No evidence for association between tau gene haplotypic variants and susceptibility to Creutzfeldt-Jakob disease

Pascual Sánchez-Juan1,2,3 email, Matthew T Bishop4 email, Alison Green4 email, Claudia Giannattasio5 email, Alejandro Arias-Vasquez2 email, Anna Poleggi5 email, Richard SG Knight4 email and Cornelia M van Duijn2 email

1Institute for Formation and Research of the Fundación "Marqués de Valdecilla" (IFIMAV), Santander, Spain

2Genetic Epidemiology Unit, Epidemiology & Biostatistics department, Erasmus MC, Rotterdam, The Netherlands

3Centro de Investigación Biomédica en Red sobre Enfermedades Neurodegenerativas (CIBERNED)
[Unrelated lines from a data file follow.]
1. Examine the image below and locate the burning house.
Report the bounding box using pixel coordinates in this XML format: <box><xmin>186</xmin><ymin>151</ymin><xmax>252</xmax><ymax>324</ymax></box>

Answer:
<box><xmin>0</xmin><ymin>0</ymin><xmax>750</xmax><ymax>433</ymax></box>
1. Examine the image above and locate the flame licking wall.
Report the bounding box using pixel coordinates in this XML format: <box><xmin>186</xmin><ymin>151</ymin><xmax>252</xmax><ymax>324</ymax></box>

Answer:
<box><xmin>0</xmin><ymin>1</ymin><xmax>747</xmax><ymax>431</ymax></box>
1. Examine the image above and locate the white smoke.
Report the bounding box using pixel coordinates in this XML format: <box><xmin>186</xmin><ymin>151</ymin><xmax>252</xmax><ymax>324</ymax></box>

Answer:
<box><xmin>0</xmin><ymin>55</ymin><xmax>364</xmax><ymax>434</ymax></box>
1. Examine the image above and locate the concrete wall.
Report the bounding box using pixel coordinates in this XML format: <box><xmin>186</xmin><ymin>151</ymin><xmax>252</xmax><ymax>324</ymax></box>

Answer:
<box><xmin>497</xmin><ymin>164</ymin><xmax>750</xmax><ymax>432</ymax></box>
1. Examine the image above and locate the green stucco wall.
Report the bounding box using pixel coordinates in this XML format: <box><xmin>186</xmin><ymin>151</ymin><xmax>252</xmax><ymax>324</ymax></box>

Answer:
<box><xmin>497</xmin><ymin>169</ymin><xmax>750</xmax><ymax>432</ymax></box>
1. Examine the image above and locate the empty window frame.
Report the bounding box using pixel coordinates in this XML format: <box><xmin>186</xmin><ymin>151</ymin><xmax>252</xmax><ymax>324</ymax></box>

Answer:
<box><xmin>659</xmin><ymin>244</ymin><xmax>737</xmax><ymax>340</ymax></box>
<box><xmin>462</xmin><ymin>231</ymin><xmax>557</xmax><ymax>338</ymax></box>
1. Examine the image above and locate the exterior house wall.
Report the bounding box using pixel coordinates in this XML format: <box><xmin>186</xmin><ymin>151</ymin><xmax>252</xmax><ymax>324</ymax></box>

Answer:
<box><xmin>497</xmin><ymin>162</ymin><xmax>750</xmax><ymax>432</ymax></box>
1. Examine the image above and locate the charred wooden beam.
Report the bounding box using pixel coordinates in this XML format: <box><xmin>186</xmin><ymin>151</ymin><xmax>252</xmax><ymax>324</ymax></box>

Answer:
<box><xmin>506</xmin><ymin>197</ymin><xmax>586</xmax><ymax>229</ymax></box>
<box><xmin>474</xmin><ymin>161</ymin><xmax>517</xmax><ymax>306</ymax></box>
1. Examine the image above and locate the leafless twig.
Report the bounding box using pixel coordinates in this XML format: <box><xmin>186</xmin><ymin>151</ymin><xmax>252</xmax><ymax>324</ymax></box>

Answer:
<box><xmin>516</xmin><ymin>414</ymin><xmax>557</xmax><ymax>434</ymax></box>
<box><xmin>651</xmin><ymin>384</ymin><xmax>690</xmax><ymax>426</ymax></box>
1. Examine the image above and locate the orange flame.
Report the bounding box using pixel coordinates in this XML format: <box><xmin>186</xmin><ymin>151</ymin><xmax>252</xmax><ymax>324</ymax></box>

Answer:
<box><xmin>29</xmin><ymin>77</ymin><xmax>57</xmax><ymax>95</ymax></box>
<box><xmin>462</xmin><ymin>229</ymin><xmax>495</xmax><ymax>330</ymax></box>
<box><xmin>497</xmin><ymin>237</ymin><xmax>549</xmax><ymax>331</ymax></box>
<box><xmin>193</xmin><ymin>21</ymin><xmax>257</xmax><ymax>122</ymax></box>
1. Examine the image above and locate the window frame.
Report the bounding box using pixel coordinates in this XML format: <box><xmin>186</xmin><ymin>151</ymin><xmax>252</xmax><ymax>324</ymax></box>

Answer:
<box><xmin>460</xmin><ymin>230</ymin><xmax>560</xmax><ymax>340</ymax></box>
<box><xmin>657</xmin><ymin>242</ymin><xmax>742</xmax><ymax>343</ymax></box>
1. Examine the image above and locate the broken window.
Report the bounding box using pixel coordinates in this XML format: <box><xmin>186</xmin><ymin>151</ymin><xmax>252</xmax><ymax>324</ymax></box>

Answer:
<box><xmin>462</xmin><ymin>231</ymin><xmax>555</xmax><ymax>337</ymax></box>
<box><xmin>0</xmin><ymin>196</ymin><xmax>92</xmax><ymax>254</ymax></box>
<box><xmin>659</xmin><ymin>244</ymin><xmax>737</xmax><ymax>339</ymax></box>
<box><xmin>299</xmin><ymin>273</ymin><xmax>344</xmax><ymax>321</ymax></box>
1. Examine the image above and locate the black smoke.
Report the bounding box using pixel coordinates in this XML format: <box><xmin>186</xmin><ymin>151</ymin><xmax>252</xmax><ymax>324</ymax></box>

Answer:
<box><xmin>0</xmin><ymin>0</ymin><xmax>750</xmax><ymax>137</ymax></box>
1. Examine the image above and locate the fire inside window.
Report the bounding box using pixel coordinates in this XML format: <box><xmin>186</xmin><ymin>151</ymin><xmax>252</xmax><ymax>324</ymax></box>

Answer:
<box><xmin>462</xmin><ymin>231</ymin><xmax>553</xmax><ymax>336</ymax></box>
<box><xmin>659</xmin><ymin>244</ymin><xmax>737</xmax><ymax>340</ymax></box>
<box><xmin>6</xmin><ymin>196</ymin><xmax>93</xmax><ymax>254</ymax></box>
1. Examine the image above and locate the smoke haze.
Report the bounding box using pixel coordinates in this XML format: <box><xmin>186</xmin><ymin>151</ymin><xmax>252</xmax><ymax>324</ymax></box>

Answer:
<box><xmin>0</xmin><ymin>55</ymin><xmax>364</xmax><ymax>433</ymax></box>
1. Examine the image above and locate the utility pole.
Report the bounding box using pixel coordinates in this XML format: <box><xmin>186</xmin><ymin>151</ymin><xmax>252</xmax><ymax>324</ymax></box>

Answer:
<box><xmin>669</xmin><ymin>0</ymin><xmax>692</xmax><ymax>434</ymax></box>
4National CJD Surveillance Unit, The University of Edinburgh, EH4 2XU Edinburgh, UK

5Istituto Superiore di Sanità, Laboratory of Virology, Viale Regina Elena 299, 00161 Rome, Italy

author email corresponding author email

BMC Medical Genetics 2007, 8:77doi:10.1186/1471-2350-8-77

Published: 11 December 2007

Abstract

Background

A polymorphism at codon 129 of the prion protein gene (PRNP) is the only well-known genetic risk factor for Creutzfeldt-Jakob disease (CJD). However, there is increasing evidence that other loci outside the PRNP open reading frame might play a role in CJD aetiology as well.

Methods

We studied tau protein gene (MAPT) haplotypic variations in a population of sporadic and variant CJD patients. We tested 6 MAPT haplotype tagging SNPs (htSNPs) in a Dutch population-based sample of sporadic CJD (sCJD) patients and a cognitively normal control group of similar age distribution. We genotyped the same polymorphisms in two other sample groups of sCJD cases from Italy and the UK. In addition, we compared MAPT haplotypes between sCJD and variant CJD (vCJD) patients.

Results

Single locus and haplotype analyses did not detect any significant difference between sCJD cases and controls. When we compared MAPT haplotypes between sCJD and variant CJD (vCJD) patients, we found that two of them were represented differently (H1f: 8% in sCJD versus 2% in vCJD; H1j:1% in sCJD versus 7% in vCJD). However, these two haplotypes were rare in both groups of patients, and taking the small sample sizes into account, we cannot exclude that the differences are due to chance. None of the p-values remained statistically significant after applying a multiple testing correction.

Conclusion

Our study shows no evidence for an association between MAPT gene variations and sCJD, and some weak evidence for an association to vCJD.